Hazra Debapriya, Kim Mi-Ryung, Byun Yung-Cheol
Department of Computer Engineering, Jeju National University, Jeju 63243, Korea.
Veterinary Internal Medicine, Kyungpook National University, Daegu 41566, Korea.
Int J Mol Sci. 2022 Mar 28;23(7):3701. doi: 10.3390/ijms23073701.
Nucleic acids are the basic units of deoxyribonucleic acid (DNA) sequencing. Every organism demonstrates different DNA sequences with specific nucleotides. It reveals the genetic information carried by a particular DNA segment. Nucleic acid sequencing expresses the evolutionary changes among organisms and revolutionizes disease diagnosis in animals. This paper proposes a generative adversarial networks (GAN) model to create synthetic nucleic acid sequences of the cat genome tuned to exhibit specific desired properties. We obtained the raw sequence data from Illumina next generation sequencing. Various data preprocessing steps were performed using Cutadapt and DADA2 tools. The processed data were fed to the GAN model that was designed following the architecture of Wasserstein GAN with gradient penalty (WGAN-GP). We introduced a predictor and an evaluator in our proposed GAN model to tune the synthetic sequences to acquire certain realistic properties. The predictor was built for extracting samples with a promoter sequence, and the evaluator was built for filtering samples that scored high for motif-matching. The filtered samples were then passed to the discriminator. We evaluated our model based on multiple metrics and demonstrated outputs for latent interpolation, latent complementation, and motif-matching. Evaluation results showed our proposed GAN model achieved 93.7% correlation with the original data and produced significant outcomes as compared to existing models for sequence generation.
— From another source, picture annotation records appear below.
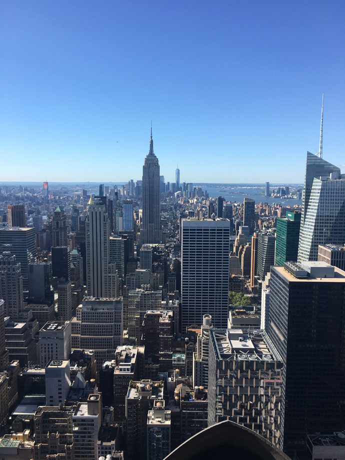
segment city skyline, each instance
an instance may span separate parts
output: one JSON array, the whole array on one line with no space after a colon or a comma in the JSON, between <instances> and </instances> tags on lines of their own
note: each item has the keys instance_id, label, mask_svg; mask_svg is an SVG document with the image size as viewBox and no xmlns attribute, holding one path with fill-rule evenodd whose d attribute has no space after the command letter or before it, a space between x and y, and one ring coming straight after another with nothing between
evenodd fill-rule
<instances>
[{"instance_id":1,"label":"city skyline","mask_svg":"<svg viewBox=\"0 0 345 460\"><path fill-rule=\"evenodd\" d=\"M152 119L166 181L178 162L180 182L300 182L324 92L324 156L341 167L342 2L135 4L3 5L0 180L140 178Z\"/></svg>"}]
</instances>

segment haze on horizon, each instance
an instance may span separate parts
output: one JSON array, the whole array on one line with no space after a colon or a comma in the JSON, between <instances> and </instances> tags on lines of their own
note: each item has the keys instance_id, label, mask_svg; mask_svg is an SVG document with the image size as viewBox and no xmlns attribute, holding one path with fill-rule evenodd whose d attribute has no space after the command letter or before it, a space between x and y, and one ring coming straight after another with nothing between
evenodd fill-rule
<instances>
[{"instance_id":1,"label":"haze on horizon","mask_svg":"<svg viewBox=\"0 0 345 460\"><path fill-rule=\"evenodd\" d=\"M0 4L0 182L301 183L345 166L345 4Z\"/></svg>"}]
</instances>

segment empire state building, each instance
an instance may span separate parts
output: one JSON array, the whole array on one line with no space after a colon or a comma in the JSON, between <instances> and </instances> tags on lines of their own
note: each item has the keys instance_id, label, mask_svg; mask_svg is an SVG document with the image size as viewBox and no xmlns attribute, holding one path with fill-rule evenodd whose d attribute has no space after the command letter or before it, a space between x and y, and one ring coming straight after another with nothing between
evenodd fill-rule
<instances>
[{"instance_id":1,"label":"empire state building","mask_svg":"<svg viewBox=\"0 0 345 460\"><path fill-rule=\"evenodd\" d=\"M154 153L152 128L150 150L142 166L142 227L140 239L142 244L162 241L160 164Z\"/></svg>"}]
</instances>

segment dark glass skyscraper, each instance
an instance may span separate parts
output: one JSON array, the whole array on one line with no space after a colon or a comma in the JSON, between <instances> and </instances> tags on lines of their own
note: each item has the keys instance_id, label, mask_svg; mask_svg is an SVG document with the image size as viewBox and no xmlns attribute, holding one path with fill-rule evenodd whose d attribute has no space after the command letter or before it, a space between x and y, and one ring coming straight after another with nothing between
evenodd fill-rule
<instances>
[{"instance_id":1,"label":"dark glass skyscraper","mask_svg":"<svg viewBox=\"0 0 345 460\"><path fill-rule=\"evenodd\" d=\"M286 211L286 217L277 218L276 265L297 260L300 226L300 212Z\"/></svg>"},{"instance_id":2,"label":"dark glass skyscraper","mask_svg":"<svg viewBox=\"0 0 345 460\"><path fill-rule=\"evenodd\" d=\"M150 150L142 166L142 228L140 238L142 244L162 240L160 164L154 153L152 128Z\"/></svg>"}]
</instances>

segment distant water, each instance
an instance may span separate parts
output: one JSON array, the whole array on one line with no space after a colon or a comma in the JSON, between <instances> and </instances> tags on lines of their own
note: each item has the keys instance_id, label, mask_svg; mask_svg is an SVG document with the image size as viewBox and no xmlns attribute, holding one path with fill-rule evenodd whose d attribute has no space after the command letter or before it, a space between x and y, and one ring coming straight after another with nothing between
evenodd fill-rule
<instances>
[{"instance_id":1,"label":"distant water","mask_svg":"<svg viewBox=\"0 0 345 460\"><path fill-rule=\"evenodd\" d=\"M217 196L222 196L226 201L230 201L232 202L243 202L244 198L251 198L255 200L256 203L262 202L264 203L268 203L272 204L274 203L283 204L284 206L302 206L302 200L294 198L278 198L277 197L264 196L263 186L258 186L253 184L244 184L239 186L238 184L226 184L226 186L230 187L230 190L224 189L222 185L214 186L213 184L200 184L202 187L203 190L207 190L210 198L216 198ZM273 186L276 188L278 186ZM290 188L300 188L302 186L294 184L289 186Z\"/></svg>"}]
</instances>

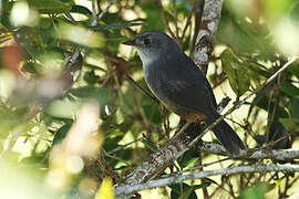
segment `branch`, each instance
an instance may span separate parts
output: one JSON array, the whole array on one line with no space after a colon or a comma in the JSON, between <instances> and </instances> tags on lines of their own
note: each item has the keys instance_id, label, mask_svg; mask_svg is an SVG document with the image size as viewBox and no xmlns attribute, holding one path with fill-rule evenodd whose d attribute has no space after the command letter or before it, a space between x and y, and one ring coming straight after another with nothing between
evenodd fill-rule
<instances>
[{"instance_id":1,"label":"branch","mask_svg":"<svg viewBox=\"0 0 299 199\"><path fill-rule=\"evenodd\" d=\"M196 149L204 153L229 156L226 149L216 143L200 142L196 146ZM257 150L243 150L240 153L243 158L250 159L276 159L276 160L293 160L299 159L298 149L257 149Z\"/></svg>"},{"instance_id":2,"label":"branch","mask_svg":"<svg viewBox=\"0 0 299 199\"><path fill-rule=\"evenodd\" d=\"M200 29L195 42L194 61L206 73L210 54L214 50L213 41L221 17L224 0L206 0Z\"/></svg>"},{"instance_id":3,"label":"branch","mask_svg":"<svg viewBox=\"0 0 299 199\"><path fill-rule=\"evenodd\" d=\"M216 28L220 18L220 7L223 4L223 0L206 0L205 4L205 11L203 18L206 21L206 28L208 28L208 31L204 30L204 35L203 31L198 33L198 40L197 44L202 43L203 38L209 38L212 39L216 32ZM213 8L216 7L216 8ZM210 11L208 11L210 10ZM214 14L210 15L209 12L214 12ZM218 15L216 14L218 13ZM215 14L218 17L216 18ZM213 18L212 18L213 17ZM212 19L216 20L215 22L210 21ZM207 23L208 22L208 23ZM213 25L214 27L213 27ZM205 27L203 25L203 27ZM212 29L213 28L213 29ZM200 36L202 35L202 36ZM206 41L206 40L205 40ZM212 42L210 42L212 43ZM202 43L204 44L204 43ZM205 43L207 44L207 43ZM200 45L202 46L202 45ZM209 48L207 48L209 49ZM200 48L197 46L196 51L200 50ZM203 49L205 50L205 48ZM202 51L200 51L202 52ZM196 52L195 52L196 54ZM202 56L197 56L202 57ZM207 56L208 61L209 56ZM199 59L200 60L200 59ZM244 97L243 101L236 103L236 105L230 108L224 116L218 118L215 123L213 123L208 128L203 130L200 128L199 124L190 124L189 127L185 130L185 134L174 136L172 139L163 144L158 151L154 153L151 155L151 157L143 161L137 168L135 168L128 176L127 178L121 182L116 187L116 191L118 190L118 187L132 187L134 185L138 185L150 178L154 178L155 176L159 175L169 164L173 163L173 160L177 159L181 157L185 151L189 150L190 147L193 147L202 137L204 134L206 134L208 130L210 130L215 125L217 125L221 119L224 119L225 116L240 107L249 97L251 97L254 94L259 92L261 88L264 88L268 83L270 83L279 73L281 73L288 65L290 65L296 59L291 59L289 62L287 62L279 71L277 71L272 76L270 76L258 90L254 91L246 97ZM202 60L203 61L203 60ZM202 132L200 135L198 133ZM121 193L121 192L120 192Z\"/></svg>"},{"instance_id":4,"label":"branch","mask_svg":"<svg viewBox=\"0 0 299 199\"><path fill-rule=\"evenodd\" d=\"M262 90L267 84L269 84L272 80L275 80L278 74L280 74L283 70L287 69L292 62L295 62L295 57L287 62L280 70L278 70L274 75L271 75L260 87L256 91L251 92L247 96L244 97L243 101L236 103L228 112L226 112L221 117L219 117L216 122L209 125L205 130L203 130L199 135L197 135L198 125L190 124L188 132L194 132L194 134L181 134L178 136L173 137L167 143L165 143L157 153L153 154L147 160L145 160L140 167L133 170L133 172L125 179L124 182L120 184L122 186L133 186L137 185L150 177L154 177L163 171L173 160L181 157L185 151L189 150L195 144L214 126L216 126L225 116L233 113L237 108L239 108L250 96ZM193 135L196 135L193 137Z\"/></svg>"},{"instance_id":5,"label":"branch","mask_svg":"<svg viewBox=\"0 0 299 199\"><path fill-rule=\"evenodd\" d=\"M248 174L248 172L271 172L271 171L287 171L287 172L299 172L298 165L254 165L254 166L239 166L231 168L223 168L216 170L206 170L199 172L192 172L181 176L171 176L157 180L151 180L145 184L137 184L134 186L116 187L116 195L128 195L143 189L151 189L156 187L164 187L172 184L181 184L185 180L203 179L210 176L218 175L236 175L236 174Z\"/></svg>"}]
</instances>

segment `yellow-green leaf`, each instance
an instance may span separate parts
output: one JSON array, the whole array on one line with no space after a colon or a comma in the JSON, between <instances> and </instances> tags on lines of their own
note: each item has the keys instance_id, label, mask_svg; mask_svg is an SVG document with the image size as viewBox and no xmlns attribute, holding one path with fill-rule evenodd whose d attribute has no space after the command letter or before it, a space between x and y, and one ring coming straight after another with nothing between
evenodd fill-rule
<instances>
[{"instance_id":1,"label":"yellow-green leaf","mask_svg":"<svg viewBox=\"0 0 299 199\"><path fill-rule=\"evenodd\" d=\"M229 84L237 96L249 90L250 75L246 63L241 61L230 49L226 49L221 54L223 70L228 76Z\"/></svg>"},{"instance_id":2,"label":"yellow-green leaf","mask_svg":"<svg viewBox=\"0 0 299 199\"><path fill-rule=\"evenodd\" d=\"M94 199L114 199L114 198L115 195L112 179L105 177Z\"/></svg>"}]
</instances>

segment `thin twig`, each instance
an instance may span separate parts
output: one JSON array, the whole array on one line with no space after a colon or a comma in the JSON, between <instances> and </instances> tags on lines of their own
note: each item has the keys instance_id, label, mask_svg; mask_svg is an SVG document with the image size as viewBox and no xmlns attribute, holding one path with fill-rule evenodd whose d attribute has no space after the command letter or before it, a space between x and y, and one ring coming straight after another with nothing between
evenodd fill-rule
<instances>
[{"instance_id":1,"label":"thin twig","mask_svg":"<svg viewBox=\"0 0 299 199\"><path fill-rule=\"evenodd\" d=\"M183 29L183 33L182 33L182 36L181 36L182 40L185 38L186 31L187 31L187 29L188 29L188 27L190 24L192 14L193 14L193 12L195 10L195 4L196 4L196 0L193 0L190 11L188 13L188 17L187 17L187 20L186 20L186 23L185 23L185 27Z\"/></svg>"},{"instance_id":2,"label":"thin twig","mask_svg":"<svg viewBox=\"0 0 299 199\"><path fill-rule=\"evenodd\" d=\"M97 25L97 17L96 17L96 4L95 0L92 1L92 22L91 27L96 27Z\"/></svg>"},{"instance_id":3,"label":"thin twig","mask_svg":"<svg viewBox=\"0 0 299 199\"><path fill-rule=\"evenodd\" d=\"M172 31L171 27L169 27L169 21L166 17L166 13L165 13L165 10L163 8L163 4L161 2L161 0L157 0L157 6L159 8L159 11L161 11L161 14L162 14L162 19L163 19L163 22L164 22L164 25L166 27L167 31L169 32L169 34L172 35L173 39L176 39L174 32Z\"/></svg>"}]
</instances>

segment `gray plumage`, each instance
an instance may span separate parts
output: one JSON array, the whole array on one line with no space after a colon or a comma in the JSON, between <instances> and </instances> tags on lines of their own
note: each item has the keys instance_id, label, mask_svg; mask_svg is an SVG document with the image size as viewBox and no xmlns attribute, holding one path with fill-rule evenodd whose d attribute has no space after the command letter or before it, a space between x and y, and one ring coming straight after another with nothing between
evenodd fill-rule
<instances>
[{"instance_id":1,"label":"gray plumage","mask_svg":"<svg viewBox=\"0 0 299 199\"><path fill-rule=\"evenodd\" d=\"M207 125L220 116L204 73L167 34L147 31L124 44L136 46L150 90L169 111L182 117L190 113L202 114ZM238 154L239 148L245 148L225 121L213 132L228 151Z\"/></svg>"}]
</instances>

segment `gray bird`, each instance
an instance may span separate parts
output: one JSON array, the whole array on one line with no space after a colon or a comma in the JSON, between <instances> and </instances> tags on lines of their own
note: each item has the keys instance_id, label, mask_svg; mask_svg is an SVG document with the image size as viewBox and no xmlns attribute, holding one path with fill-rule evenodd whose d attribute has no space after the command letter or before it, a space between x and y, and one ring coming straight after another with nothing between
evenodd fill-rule
<instances>
[{"instance_id":1,"label":"gray bird","mask_svg":"<svg viewBox=\"0 0 299 199\"><path fill-rule=\"evenodd\" d=\"M220 117L204 73L167 34L147 31L123 44L137 49L145 82L169 111L188 122L205 122L206 125ZM225 121L217 124L213 132L229 153L239 154L239 149L245 148Z\"/></svg>"}]
</instances>

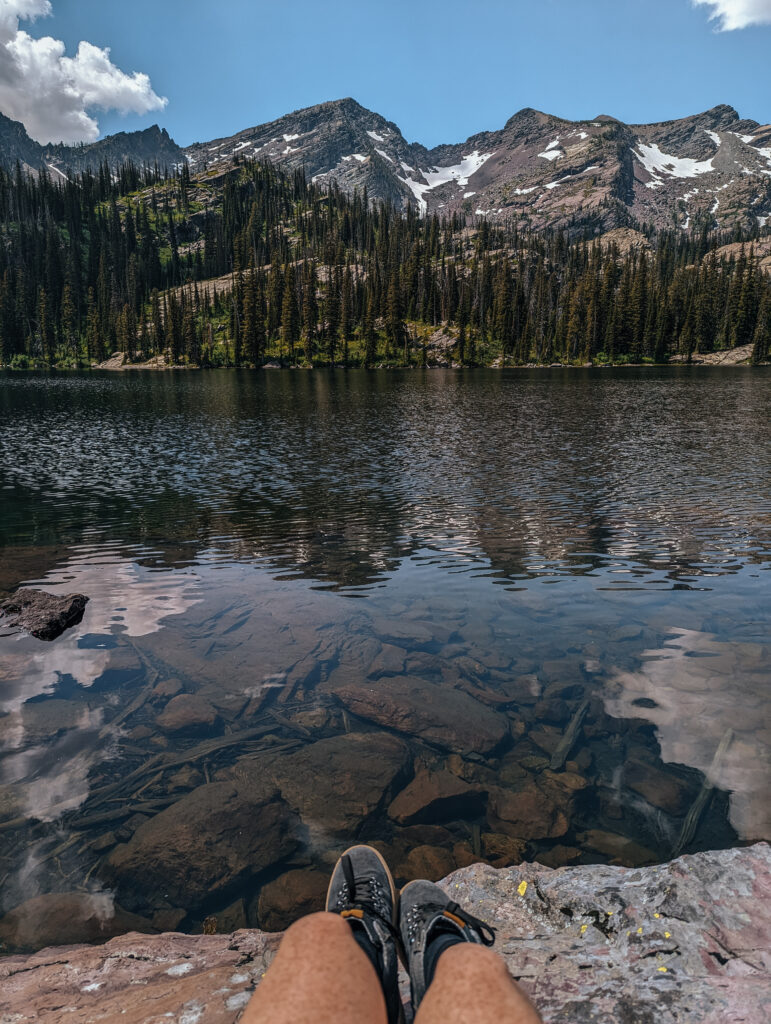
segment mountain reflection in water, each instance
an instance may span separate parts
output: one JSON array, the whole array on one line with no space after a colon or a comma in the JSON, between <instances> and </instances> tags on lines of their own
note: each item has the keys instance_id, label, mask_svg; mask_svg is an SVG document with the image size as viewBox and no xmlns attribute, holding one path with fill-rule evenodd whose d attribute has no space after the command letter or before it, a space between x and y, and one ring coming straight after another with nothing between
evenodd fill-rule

核酸是脱氧核糖核酸(DNA)测序的基本单位。每个生物体都展示出具有特定核苷酸的不同DNA序列。它揭示了特定DNA片段所携带的遗传信息。核酸测序表达了生物体之间的进化变化,并彻底改变了动物疾病的诊断。本文提出了一种生成对抗网络(GAN)模型,以创建经过调整以展现特定所需特性的猫基因组合成核酸序列。我们从Illumina下一代测序中获得了原始序列数据。使用Cutadapt和DADA2工具执行了各种数据预处理步骤。将处理后的数据输入到基于带有梯度惩罚的 Wasserstein GAN(WGAN-GP)架构设计的GAN模型中。我们在提出的GAN模型中引入了一个预测器和一个评估器,以调整合成序列以获得某些现实特性。构建预测器用于提取具有启动子序列的样本,构建评估器用于过滤在基序匹配中得分高的样本。然后将经过过滤的样本传递给鉴别器。我们基于多个指标评估了我们的模型,并展示了潜在插值、潜在互补和基序匹配的输出。评估结果表明,我们提出的GAN模型与原始数据的相关性达到了93.7%,并且与现有的序列生成模型相比产生了显著的结果。